Quality Assessment (QA)
R2R will undertake routine/automated Quality Assessment (QA) on select data types, and in some cases will produce Quality Controlled data products. QA is defined as documenting the quality of the data as originally delivered from vessels. It is important to note that R2R QA routines are intended to identify suspicious data, and do not indicate the scientific quality/value of data. During QA procedures, a series of quality tests is run on the data and a summary of the results is provided. QA tests include dataset-level assessments, such as whether appropriate metadata exists and checking for errors in the file formatting, and can also include summaries of record-level testing of the data. R2R QA routines do not alter the original data files.

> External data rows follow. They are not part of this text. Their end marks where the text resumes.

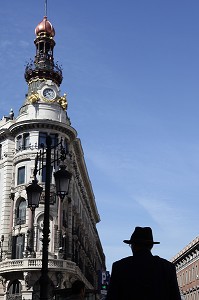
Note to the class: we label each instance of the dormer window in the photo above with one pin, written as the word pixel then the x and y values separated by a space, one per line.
pixel 42 139
pixel 21 175
pixel 21 212
pixel 23 141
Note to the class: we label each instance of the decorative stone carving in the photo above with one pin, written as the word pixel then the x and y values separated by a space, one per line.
pixel 3 282
pixel 34 97
pixel 63 102
pixel 27 276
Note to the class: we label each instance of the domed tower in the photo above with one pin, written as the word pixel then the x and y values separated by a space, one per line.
pixel 44 78
pixel 75 250
pixel 43 66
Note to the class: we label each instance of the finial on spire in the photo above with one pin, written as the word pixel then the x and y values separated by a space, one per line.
pixel 45 8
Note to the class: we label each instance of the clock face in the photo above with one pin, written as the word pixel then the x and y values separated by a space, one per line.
pixel 49 93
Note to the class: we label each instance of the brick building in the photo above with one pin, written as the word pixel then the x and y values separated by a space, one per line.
pixel 187 268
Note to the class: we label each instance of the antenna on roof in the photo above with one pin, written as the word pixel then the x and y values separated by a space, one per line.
pixel 45 8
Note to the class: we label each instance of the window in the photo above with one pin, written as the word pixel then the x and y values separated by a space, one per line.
pixel 15 288
pixel 43 136
pixel 66 145
pixel 43 179
pixel 23 141
pixel 18 246
pixel 21 175
pixel 26 140
pixel 21 212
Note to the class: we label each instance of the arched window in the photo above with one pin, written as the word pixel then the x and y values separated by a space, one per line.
pixel 21 212
pixel 14 291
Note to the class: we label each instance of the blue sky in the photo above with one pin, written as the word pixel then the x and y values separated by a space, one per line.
pixel 131 72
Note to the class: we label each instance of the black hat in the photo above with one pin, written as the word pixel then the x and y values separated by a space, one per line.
pixel 141 235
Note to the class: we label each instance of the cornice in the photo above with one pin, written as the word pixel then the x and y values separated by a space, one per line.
pixel 43 124
pixel 85 177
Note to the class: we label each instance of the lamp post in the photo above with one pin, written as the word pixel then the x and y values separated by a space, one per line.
pixel 62 180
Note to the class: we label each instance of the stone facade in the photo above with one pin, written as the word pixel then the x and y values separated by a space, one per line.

The primary purpose of the QA is to provide timely feedback to shipboard operators to ensure that high quality data are consistently acquired, however they also provide background information for end users of the data. An R2R Quality Assessment Certificate (QAC) will be generated programmatically post-cruise for most standard data types. Data that have not been quality assessed are documented as such. The results of QA will be made publicly accessible on the R2R website in a QA Dashboard, via Cruise Catalog, and Web services. QA output will ultimately accompany data submitted to the long-term archives. Initially, the QAC will provide essential file details including name, size, checksum and date, but as tools mature, additional content will be added.
For some data types , Quality Controlled data products are also created. These include meteorology station (MET) and thermosalinograph (TSG) data (delivered in realtime), as well as navigation and trackline geophysics. In Quality Control (QC), each value within a dataset is tested, and one or more sets of QC flags is incorporated into the data product that indicate whether that record or value passed or failed the quality test(s). Failing points are not removed, just flagged.
The exact quality tests done vary by data type. Tests can include ensuring physically plausible relationships between observations, comparisons to historical values for a region (e.g., climatologies), identifying time reversals and missing data, and other tests that evaluate the scientific use of the data.
The R2R QA and QC procedures are being developed over time, engaging specialists and requesting community feedback for each data type. As the software tools mature and become sufficiently stable, they will be made available for members of the community to use independently of R2R.